Texas Republican Sen. John Cornyn asked Holder if he thinks it was his “responsibility to have known about this operation.”

“There are,” Holder replied, “115,000 employees in the United States Department of Justice.”

“And the buck stops with you?” Cornyn countered.

“I have ultimate responsibility for that which happens within the department, but I cannot be expected to know the details of every operation that is ongoing within the Justice Department on a day-to-day basis,” Holder answered. “I did not know about Fast and Furious, as indicated in the chart (that you now have up there) until … it became public.”

Cornyn wasn’t any more satisfied with Holder’s second deflection of responsibility.

“You cannot be expected to have known about the operation known as Fast and Furious despite the fact that we know you received [a National Drug Intelligence Center] memo on July the 5th, 2010,” Cornyn asserted. “You received another memo on Fast and Furious on Nov. 1, 2010, and you say you cannot be expected to have known about it, because of the size of your agency?”

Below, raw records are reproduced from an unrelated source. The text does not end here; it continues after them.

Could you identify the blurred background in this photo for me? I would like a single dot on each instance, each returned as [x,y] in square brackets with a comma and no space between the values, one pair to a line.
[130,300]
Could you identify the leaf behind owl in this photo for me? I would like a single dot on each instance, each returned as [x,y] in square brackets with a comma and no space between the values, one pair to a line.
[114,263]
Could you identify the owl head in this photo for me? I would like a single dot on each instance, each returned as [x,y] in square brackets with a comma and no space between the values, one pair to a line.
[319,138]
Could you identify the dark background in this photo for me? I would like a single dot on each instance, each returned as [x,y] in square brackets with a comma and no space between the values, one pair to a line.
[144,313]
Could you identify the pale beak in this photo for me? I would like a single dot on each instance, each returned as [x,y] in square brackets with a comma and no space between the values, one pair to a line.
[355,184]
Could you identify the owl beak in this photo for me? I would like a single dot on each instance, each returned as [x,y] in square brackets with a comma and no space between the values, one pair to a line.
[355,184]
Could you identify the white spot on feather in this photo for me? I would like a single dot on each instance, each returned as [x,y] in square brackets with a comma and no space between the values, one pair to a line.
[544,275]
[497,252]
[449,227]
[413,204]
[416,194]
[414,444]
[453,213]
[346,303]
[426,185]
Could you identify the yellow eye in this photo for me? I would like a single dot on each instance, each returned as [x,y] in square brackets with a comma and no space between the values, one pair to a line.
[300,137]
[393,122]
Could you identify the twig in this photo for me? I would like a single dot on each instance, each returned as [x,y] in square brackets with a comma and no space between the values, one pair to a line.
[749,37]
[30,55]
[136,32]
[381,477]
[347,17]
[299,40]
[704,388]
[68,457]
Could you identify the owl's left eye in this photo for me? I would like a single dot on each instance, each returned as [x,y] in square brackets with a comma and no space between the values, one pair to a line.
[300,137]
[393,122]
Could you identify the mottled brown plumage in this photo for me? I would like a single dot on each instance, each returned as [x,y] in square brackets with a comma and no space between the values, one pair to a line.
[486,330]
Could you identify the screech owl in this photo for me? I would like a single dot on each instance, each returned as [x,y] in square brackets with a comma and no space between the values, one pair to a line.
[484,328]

Later on, Cornyn demanded to know if Holder could “name one person who’s been held accountable for this Fast and Furious Operation.”

“Well, we have made a number of changes with regard to personnel both in the Phoenix U.S. Attorneys Office, also at the ATF headquarters here,” Holder responded. “I will certainly await the report that comes out of the inspector general. And I will assure you and the American people that people will be held accountable for any mistakes that were made in connection with Fast and Furious.”

When the acting ATF director, Ken Melson, was reassigned — not fired — he was moved into another ranking DOJ position much closer to Holder than the position of acting director is.

When Arizona U.S. Attorney Dennis Burke was resigned, Holder praised him, making no mention of his resignation’s connection to Fast and Furious until Tuesday.

“United States Attorney Dennis Burke has demonstrated an unwavering commitment to the Department of Justice and the U.S. Attorneys’ Office, first as a line prosecutor over a decade ago and more recently as United States attorney,” Holder said in a statement when Burke resigned in late August. “Under his leadership, the office has made great progress in its pursuit of justice with the creation of special units focusing on civil rights enforcement and rule of law, as well as more robust outreach to key communities, particularly in Indian country.”

On Tuesday, when pressed on what he has done to hold his officials accountable for Fast and Furious, Holder said Burke’s resignation was in response to Operation Fast and Furious.